The Torrent: This was a race through the river between six warriors, with the first four finishers qualifying to join Varan and Gydan of the Eagles because they had the most stones and went through to the porthole. As the Otters came 2nd with 34 stones they had a head start before the Wolves who came 3rd with 24 stones. In the remainder of the quest, it was Arkil who was 1st to go through, Hareb was 2nd, Lemec was 3rd and Vesak was 4th. It was close because he was in last place in most of the challenge but Halsem struggled to climb the waterfall. Halsem told Kasha that only one person could climb at a time allowing Vesak to catch up. He got the 2nd rope before Kasha did climb the waterfall and overtook Halsem when climbing the waterfall and just beat him to the plunge pool which leads to the porthole. Therefore, the last two warriors Halsem and Kasha were eliminated. Kasha would have got through had she climbed and Halsem not told her to.

===Leadership tasks===

The six strongest, brightest and bravest warriors continue their quest to destroy the Dragon's Eye, but first, they must take part in the final leadership trials to see who shall be their leader.

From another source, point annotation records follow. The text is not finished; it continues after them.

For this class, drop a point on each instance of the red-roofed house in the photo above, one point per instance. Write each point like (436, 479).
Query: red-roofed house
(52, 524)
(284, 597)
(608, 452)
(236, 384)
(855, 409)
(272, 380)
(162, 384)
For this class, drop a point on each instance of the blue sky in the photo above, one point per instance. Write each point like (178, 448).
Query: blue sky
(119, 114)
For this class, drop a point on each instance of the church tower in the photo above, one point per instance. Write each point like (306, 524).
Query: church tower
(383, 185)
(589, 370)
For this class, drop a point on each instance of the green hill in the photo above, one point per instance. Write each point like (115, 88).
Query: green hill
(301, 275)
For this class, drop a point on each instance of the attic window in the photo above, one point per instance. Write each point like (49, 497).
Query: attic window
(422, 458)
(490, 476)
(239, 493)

Long Throw: The warriors each have two attempts to throw a javelin as far as they can. The top four — in this case, Gydan, Arkil, Hareb and Lemec — move on to the next challenge.

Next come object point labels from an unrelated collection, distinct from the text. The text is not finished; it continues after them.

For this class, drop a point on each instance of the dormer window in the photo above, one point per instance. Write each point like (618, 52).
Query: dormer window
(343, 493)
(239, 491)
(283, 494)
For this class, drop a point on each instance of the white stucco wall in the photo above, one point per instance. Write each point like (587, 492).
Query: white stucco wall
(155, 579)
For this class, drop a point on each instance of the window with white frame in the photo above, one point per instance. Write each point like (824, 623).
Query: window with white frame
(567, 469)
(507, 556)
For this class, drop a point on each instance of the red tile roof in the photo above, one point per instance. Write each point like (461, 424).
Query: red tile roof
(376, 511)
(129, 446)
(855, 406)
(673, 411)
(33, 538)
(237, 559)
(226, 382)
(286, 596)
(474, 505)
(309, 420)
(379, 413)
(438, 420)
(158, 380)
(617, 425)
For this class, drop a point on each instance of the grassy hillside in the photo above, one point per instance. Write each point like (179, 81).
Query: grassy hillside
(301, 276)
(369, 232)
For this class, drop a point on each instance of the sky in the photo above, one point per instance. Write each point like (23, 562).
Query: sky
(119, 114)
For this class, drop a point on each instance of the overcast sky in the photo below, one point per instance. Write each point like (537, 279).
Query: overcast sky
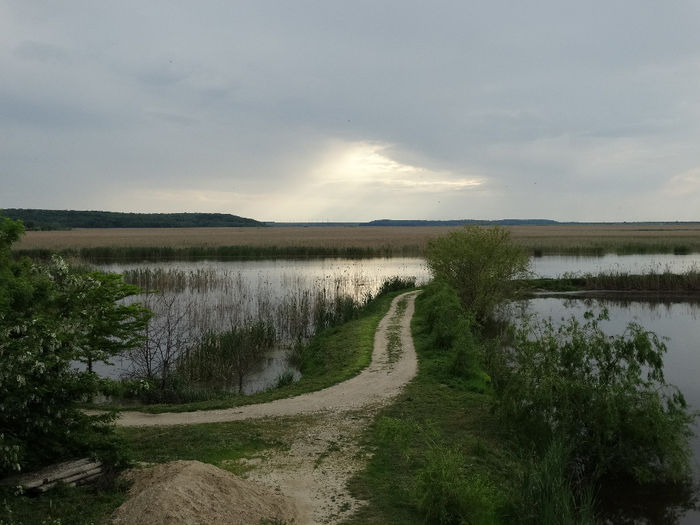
(355, 110)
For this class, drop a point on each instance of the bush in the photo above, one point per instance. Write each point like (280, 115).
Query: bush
(49, 318)
(605, 396)
(481, 264)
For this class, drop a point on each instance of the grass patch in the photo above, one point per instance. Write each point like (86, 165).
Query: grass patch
(436, 452)
(687, 282)
(221, 444)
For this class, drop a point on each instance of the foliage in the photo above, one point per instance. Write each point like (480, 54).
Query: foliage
(449, 494)
(605, 396)
(547, 495)
(232, 355)
(396, 284)
(481, 264)
(49, 318)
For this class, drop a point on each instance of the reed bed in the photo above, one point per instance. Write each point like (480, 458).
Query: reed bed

Rock Range: The warriors throw three rocks at a target on the ground, trying to get as close to the centre as possible. If the rock does not enter the target, it will not count. The top two – in this case, Gydan and Lemec – move on to the final challenge.

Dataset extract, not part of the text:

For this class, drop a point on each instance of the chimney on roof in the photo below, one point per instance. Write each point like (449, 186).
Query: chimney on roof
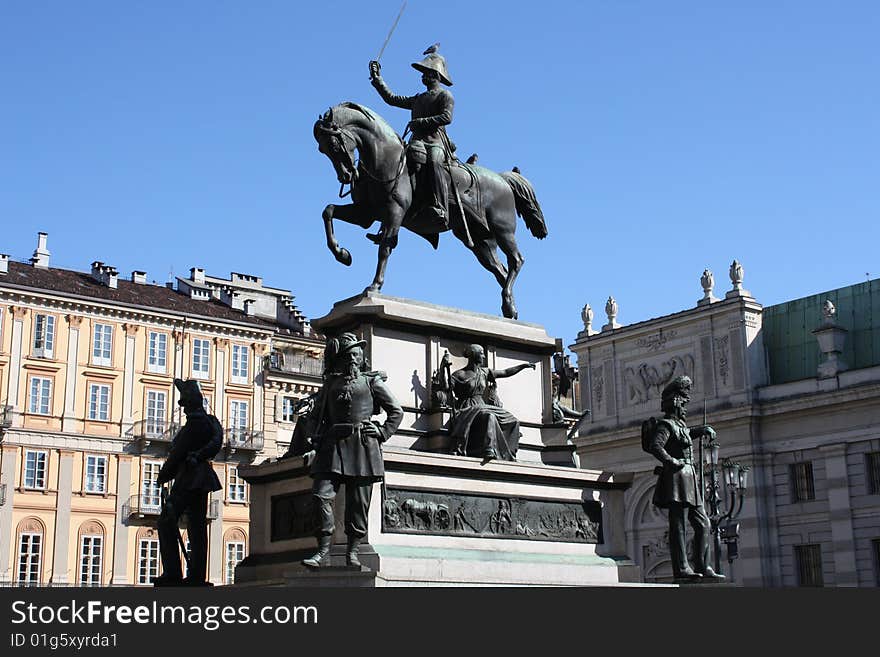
(105, 274)
(41, 253)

Combat Ring: Each warrior must attempt to grab the cloth tied to their opponent's back. The warrior who wins the best of three bouts — in this case, Lemec — earns leadership of the final six.

===The Final Trials===

Day 17

River Raft: Using a crossbow and arrows with hooks, the warriors must drag a boat on a river to the shore so they can get in and journey downstream. Hareb was first to shoot and managed to snag a hooked arrow to a large ragged cloth on the boat. However, when the other warriors were pulling it to shore it got stuck to a nearby tree and the arrow came off. Varan was next to fire, but they could not dislodge it from the tree and the arrow fell into the river. Vesak was next to fire and managed to get the arrow in a hole in the cloth, dislodging it from the tree and getting it to shore.

River Escape: The warriors must now travel downstream and grab a ladder along the river (like the one in Rope Reach) and climb up it after securing it to the boat. This duty was befallen to leader Lemec who managed to secure the raft to the ladder so that the other warriors could get up it. If any of the warriors fall into the river, they will be lost to the quest. Vesak was trying to get onto the ladder but he did not secure his legs to the ladder and despite Lemec trying to pull him back into the boat, his grip gave in and he fell into the river, eliminating him.

Shuttle Line: Using a nearby zipline, the warriors must find a way to cross the river to the other side. However they need to set it up correctly as if any warriors fall in the river they will be lost. Hareb, Arkil and Lemec managed to set it up successfully and the warriors managed to get all the warriors across, despite the zipline needing effort to get them to shore.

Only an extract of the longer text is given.